Activists are thought to be plotting protests against both the Prime Minister and Chequers-backing MPs at the conference in early October, just weeks before the crunch European Council to discuss Brexit.
In a further blow to May, City A.M. understands that Tory associations are mulling action including withdrawing long-standing loans to party HQ in response to May’s perceived failure to deliver on the Brexit vote, with many grassroots members at odds with her Chequers plan.
“It’s a big stick to beat central office with,” said one party source, noting that Tory central office “relies” on loans totalling £4m from associations across the country. The longstanding loan is on immediate recall “so we could demand them back tomorrow morning if we chose,” said another.
Gary Heath, chairman of the Wycombe Association, said conversations about withdrawing the cash were already ongoing but said plans were being stymied by the fragmented nature of party membership.
“If you want someone’s attention, you grab their wallet,” he said. “But we’re not going to act as a one-off.”
“I am looking at whether chairmen can be assembled at the party conference. The thing is in such a mess that there’s got to be some responsible adults coming out of woodworks somewhere,” he added. “We just want someone to listen to us.”
John Strafford, former chairman and treasurer for nearby Beaconsfield association, said: “Central office would clearly feel the squeeze from that, it’s certainly a pressure point.
“There are lots of discussions taking place, and they will increase as we get to the party conference. Come the beginning of September you will begin to see associations putting more pressure on.”
Other tactics are also being discussed with members plotting to raise motions of no confidence against Remain-backing MPs, conduct letter-writing campaigns and increase demands for May to be sacked.
Activist Paul Everitt-Clay, who is working on the #StandUp4Brexit campaign launched this week, said he hoped social media could help “build that voice instead of having everyone shouting individually”.
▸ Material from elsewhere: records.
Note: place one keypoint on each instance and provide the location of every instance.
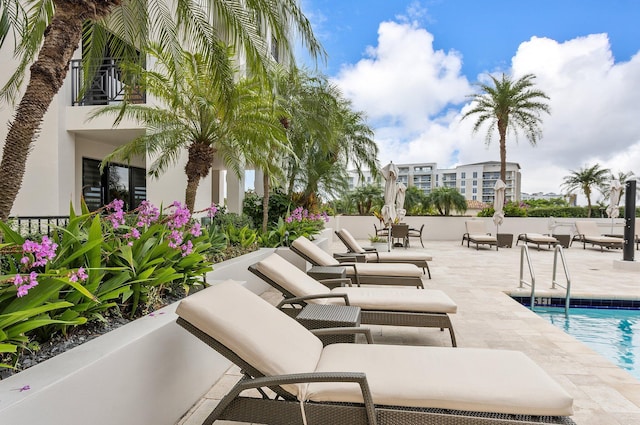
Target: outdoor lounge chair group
(361, 273)
(588, 233)
(371, 255)
(302, 381)
(379, 306)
He added: “I want people to see sense and get the clean Brexit we were promised back on track.”
But one MP, who asked not to be named, told City A.M. that ministers and senior figures within party HQ had been “intimidating” low-ranking ministers who had resigned in the wake of Chequers, and telling them not to listen to their associations on Brexit.
“They are so far removed from the grassroots they don’t represent them anymore,” she said. “It was bad under Cameron but it has got so much worse under [May’s] watch. There has been a massive breakdown between the grassroots and their MPs.”
CCHQ did not respond to requests for a comment.